Change in society causes shift away from marriage’s necessity

I Dont

Until recently, women were expected to get a gender-specific job and then get married and stay home with children.

Men were the breadwinners — they were in charge, and as long as the house was clean, everything would work out.

Creating a nuclear family was the only way to women’s success.

In the 21st Century, we’re living longer, waiting to get married, and more people are deciding not to have children.

Things are changing but even with all the other successes women will have in their lives, they still act like marriage will be the greatest thing they’ll ever do.

While the thought of marriage is romantic, is it even practical?

My belief in love isn’t dead, but I don’t understand marriage.

If you know you love someone, and you know you want to be with them, why is a ceremony and certificate necessary? What does it stand for?

With the number of divorces in this country, it’s clear that a lot of people don’t know what marriage stands for.

But can you blame them?

Staying together forever is a tough promise to keep. How you feel about someone when you’re 30 could be completely different in 5 or 10 years — and that shouldn’t be surprising because as humans, we’re constantly changing.

Marriage is more than romance.
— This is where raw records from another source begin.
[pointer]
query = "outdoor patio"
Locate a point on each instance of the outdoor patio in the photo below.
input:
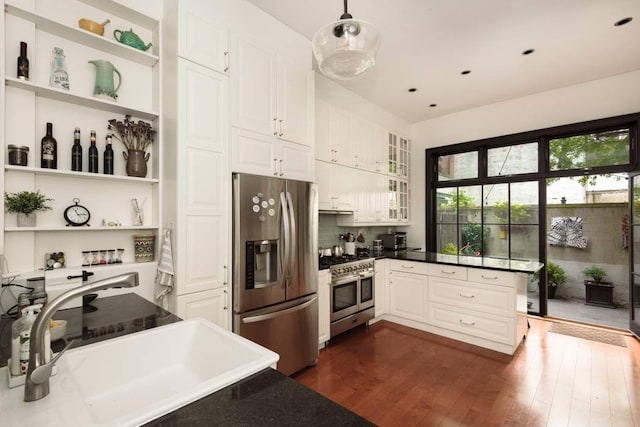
(576, 309)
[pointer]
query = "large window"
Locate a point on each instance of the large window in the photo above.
(484, 196)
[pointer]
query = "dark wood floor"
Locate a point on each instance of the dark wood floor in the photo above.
(398, 376)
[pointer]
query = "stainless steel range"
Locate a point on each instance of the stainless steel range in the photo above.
(352, 294)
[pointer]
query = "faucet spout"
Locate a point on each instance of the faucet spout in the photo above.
(38, 387)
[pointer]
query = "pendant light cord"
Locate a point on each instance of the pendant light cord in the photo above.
(346, 14)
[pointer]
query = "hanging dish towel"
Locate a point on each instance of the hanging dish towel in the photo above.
(164, 277)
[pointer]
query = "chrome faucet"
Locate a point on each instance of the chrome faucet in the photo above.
(37, 379)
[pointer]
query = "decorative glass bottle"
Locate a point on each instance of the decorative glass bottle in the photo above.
(59, 77)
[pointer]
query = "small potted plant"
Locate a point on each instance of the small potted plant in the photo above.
(26, 204)
(596, 273)
(597, 291)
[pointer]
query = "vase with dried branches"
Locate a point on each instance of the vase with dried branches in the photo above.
(136, 138)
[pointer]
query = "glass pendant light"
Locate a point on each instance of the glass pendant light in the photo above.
(345, 48)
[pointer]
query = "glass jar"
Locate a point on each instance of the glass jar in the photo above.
(36, 284)
(94, 258)
(18, 155)
(103, 256)
(119, 253)
(86, 259)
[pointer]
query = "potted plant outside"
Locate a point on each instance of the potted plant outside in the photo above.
(555, 276)
(596, 273)
(597, 291)
(26, 204)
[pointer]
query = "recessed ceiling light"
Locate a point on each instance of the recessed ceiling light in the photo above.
(623, 21)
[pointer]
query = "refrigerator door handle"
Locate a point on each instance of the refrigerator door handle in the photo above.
(293, 231)
(286, 264)
(273, 315)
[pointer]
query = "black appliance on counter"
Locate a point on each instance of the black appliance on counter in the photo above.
(394, 241)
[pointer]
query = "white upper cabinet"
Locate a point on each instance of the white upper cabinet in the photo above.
(271, 94)
(201, 39)
(263, 155)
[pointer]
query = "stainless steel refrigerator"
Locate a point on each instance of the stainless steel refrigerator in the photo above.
(275, 267)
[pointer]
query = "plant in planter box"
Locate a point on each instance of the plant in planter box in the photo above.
(595, 272)
(25, 204)
(555, 276)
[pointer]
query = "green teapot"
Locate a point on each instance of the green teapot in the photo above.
(130, 39)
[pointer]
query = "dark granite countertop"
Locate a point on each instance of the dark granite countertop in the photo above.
(102, 319)
(466, 261)
(267, 398)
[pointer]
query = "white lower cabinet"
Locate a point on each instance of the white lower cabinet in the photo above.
(381, 290)
(407, 295)
(482, 307)
(212, 305)
(324, 307)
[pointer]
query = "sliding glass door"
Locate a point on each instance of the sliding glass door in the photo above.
(634, 229)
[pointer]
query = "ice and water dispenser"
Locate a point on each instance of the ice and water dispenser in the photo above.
(262, 263)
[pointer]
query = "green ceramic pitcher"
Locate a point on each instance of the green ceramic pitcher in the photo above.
(104, 86)
(130, 39)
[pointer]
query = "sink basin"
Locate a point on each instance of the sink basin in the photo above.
(135, 378)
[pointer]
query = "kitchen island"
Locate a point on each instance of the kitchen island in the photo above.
(266, 398)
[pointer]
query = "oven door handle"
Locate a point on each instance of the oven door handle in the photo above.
(269, 316)
(351, 279)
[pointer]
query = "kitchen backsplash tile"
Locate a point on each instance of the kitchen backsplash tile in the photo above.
(329, 232)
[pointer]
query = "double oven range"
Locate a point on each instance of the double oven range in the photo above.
(352, 292)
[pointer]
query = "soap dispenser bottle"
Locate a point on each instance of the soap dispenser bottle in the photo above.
(21, 337)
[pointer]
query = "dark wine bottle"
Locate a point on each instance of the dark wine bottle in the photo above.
(49, 150)
(76, 152)
(108, 157)
(23, 62)
(93, 154)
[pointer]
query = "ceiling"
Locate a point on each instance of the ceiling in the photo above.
(426, 44)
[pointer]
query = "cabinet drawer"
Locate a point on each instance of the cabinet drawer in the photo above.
(448, 271)
(481, 325)
(495, 277)
(410, 266)
(485, 298)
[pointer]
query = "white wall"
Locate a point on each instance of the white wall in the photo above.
(333, 93)
(597, 99)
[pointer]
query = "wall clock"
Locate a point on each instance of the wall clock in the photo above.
(77, 215)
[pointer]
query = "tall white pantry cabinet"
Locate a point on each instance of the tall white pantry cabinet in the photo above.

It’s a commitment, something that is supposed to be forever — till death do us part — but at least 50 percent of the time, it’s not.

Some people don’t want to try and force themselves into a mold. For some people, marriage is a way to organize child-rearing and define commitment, but people have different ideals when it comes to a relationship.

Wanting to stay financially and emotionally independent is also important to many people. Relying too much on a single person and trying to create this cultural fantasy of a perfect marriage isn’t feasible, and isn’t healthy.

Jobs, families, money, hobbies and thousands of other things get in the way of marriage, and the easy way out is divorce.

The question is, what is the point of marriage when you can be with someone for the rest of your life anyway?

And another question: when people are living 75, 80-plus years, is it  practical to stay with someone for the rest of your life?

Sometimes, you will outgrow people, or you were wrong about them or you’ve learned all you can from them. Sometimes, it’s time to move on to someone else.

It’s 100 percent possible to create a long term and meaningful relationship with another person, and not do it by terms of marriage.

While marriage can be a great thing, it shouldn’t be the only thing you’re looking forward to in life. It’s a romantic thought, but marriage is work — it’s not a walk in the park and shouldn’t be taken lightly.

Times are changing, specifically for relationships. A certificate is starting to sound unnecessary and even ridiculous to some who are in relationships — long- and short-term.